700 more newspaper jobs cut

Just in case you’re wondering why newspapers are looking so bad, it’s because of greed.

Newspapers insist on a bottom line that’s above almost any other industry, and when it falls below about 30 percent, they make cuts. Big cuts.

Yesterday, Gannett Corp. laid off another 700 people across the company’s newspapers.

When I joined Gannett, at the Journal News in Rockland County, NY, in 1986, it was considered one of the top family-friendly companies to work for. Health benefits were excellent and time off was better than at most other newspaper companies. If you worked hard, you got ahead; there were incentives; there were rewards for people who did good work.

It was an ugly scene at newspapers across the company as people who had been loyal employees for decades were cut loose.

So, why are newspapers losing so much revenue and readership?

The company line is that newspapers are a dying industry because people get their news online.

But Gannett is cutting its online staff too. Here in Asheville there was a separate department dedicated to Web content. That got cut in the last round. The company spent millions on top-of-the-line video equipment and software and training four years ago, and then pretty much abandoned it.

As newsrooms get smaller, the people who are left have fewer and fewer opportunities for any investigative reporting. More time is spent processing press releases and covering events to fill what little space is left.

It used to be that ads filled in the spaces around editorial content; now editorial content is the filler for the spaces around the ads. The ever-shrinking news hole leaves less and less space for real news.

That means government and big business have no one watching what they’re up to. It makes it that much easier for Fox Noise to spread its lies about government takeovers and death panels and how we “need” to gut Social Secutity and Medicaid.
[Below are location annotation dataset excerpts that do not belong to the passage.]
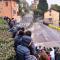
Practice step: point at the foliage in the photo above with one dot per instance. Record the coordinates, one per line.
(23, 7)
(42, 6)
(2, 22)
(6, 45)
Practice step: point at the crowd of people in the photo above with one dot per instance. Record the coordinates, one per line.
(24, 46)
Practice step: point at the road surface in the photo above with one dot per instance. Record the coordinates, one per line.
(41, 34)
(44, 35)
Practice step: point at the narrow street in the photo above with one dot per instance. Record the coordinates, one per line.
(45, 36)
(41, 33)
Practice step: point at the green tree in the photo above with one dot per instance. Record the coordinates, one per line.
(42, 7)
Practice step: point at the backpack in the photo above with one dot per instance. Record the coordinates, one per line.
(22, 53)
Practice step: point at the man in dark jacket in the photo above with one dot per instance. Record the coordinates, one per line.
(32, 46)
(18, 39)
(22, 51)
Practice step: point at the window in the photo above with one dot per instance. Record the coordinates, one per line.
(6, 3)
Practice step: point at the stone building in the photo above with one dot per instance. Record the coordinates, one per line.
(8, 8)
(52, 17)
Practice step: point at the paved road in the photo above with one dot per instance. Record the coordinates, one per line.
(41, 34)
(44, 35)
(26, 20)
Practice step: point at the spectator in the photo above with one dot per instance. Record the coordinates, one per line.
(18, 39)
(43, 55)
(52, 54)
(22, 52)
(32, 46)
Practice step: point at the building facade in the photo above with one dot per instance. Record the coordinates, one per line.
(52, 17)
(34, 4)
(8, 8)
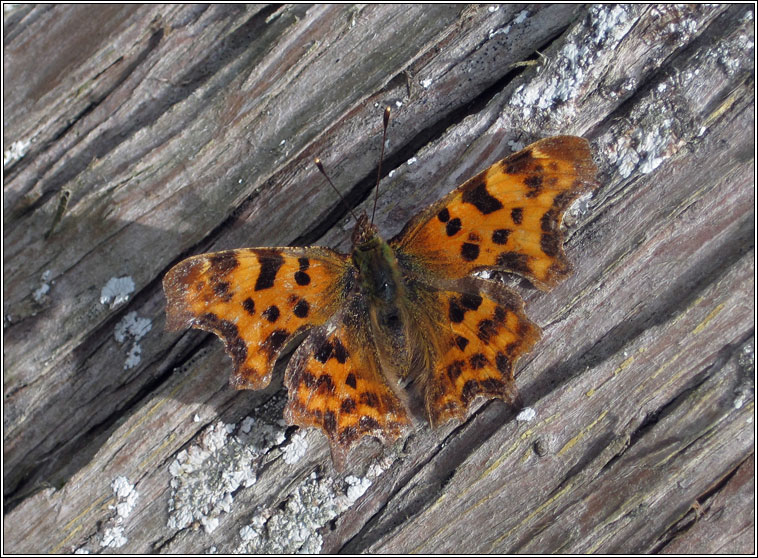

They spread the fallacy of us being broke and no one is here to explain that we’re not.

Add that to the consistent de-funding of education over the last 30 years and you have the Koch Brothers’ dream scenario.

Newspapers don’t have to die; they need to become nonprofits. Then Craig Dubow, the CEO of Gannett will have to live on less than $10 million a year and people who cost the company $40,000 can have their jobs back and we can save our Democracy.

 

Aliens among us

I’m a lifelong “Star Trek” fan. Well, since the original series came on in 1966, anyway. I was almost 14, and I was captivated.

In the series’ second incarnation, “Star Trek: The Next Generation,” a race called the Ferengi was introduced. They’re money-grubbing, power-hungry beings, guided by the “Rules of Acquisition,” which glorify greed and cheating.

Rule of Acquisition 1: “Once you have their money, never give it back.”

There are no labor unions among the Ferengi workers; the goal of every Ferengi is to become the exploiter. And women are forced to stay home and wear no clothing. When a Frenegi enters the home of a friend, he offers money for admittance.

When they die, their bodies are descicated and the family sells of pieces of it to raise money and so family and friends can own a piece of their loved one.

The Ferengi religion brings the dead to the Blessed Exchequer, where they can bribe their way into the Divine Treasury.

It was supposed to be fiction, but I saw this “photo” this morning and it dawned on me that these two really would make good Ferengi. Too bad they’re real and they’re ours to deal with.

For 30 years, the Kock Brothers worked behind the scenes, funding right-wing causes, buying influence, corrupting our political system and undermining Democracy. By the time they were outed last year by The New Yorker, their work was pretty much done. They had created the Tea Party astroturf movement and helped set up a system of disinformation that would tilt the landscape far to the right.

To the far-right, the Koch brothers are heroes, doing battle with the great villain George Soros.

Of course, Soros hasn’t poured but of fraction of the money into political movements has the Kochs have, and he’s always been above -board. I don’t think the Kocks and their ilk even begin to understand the difference.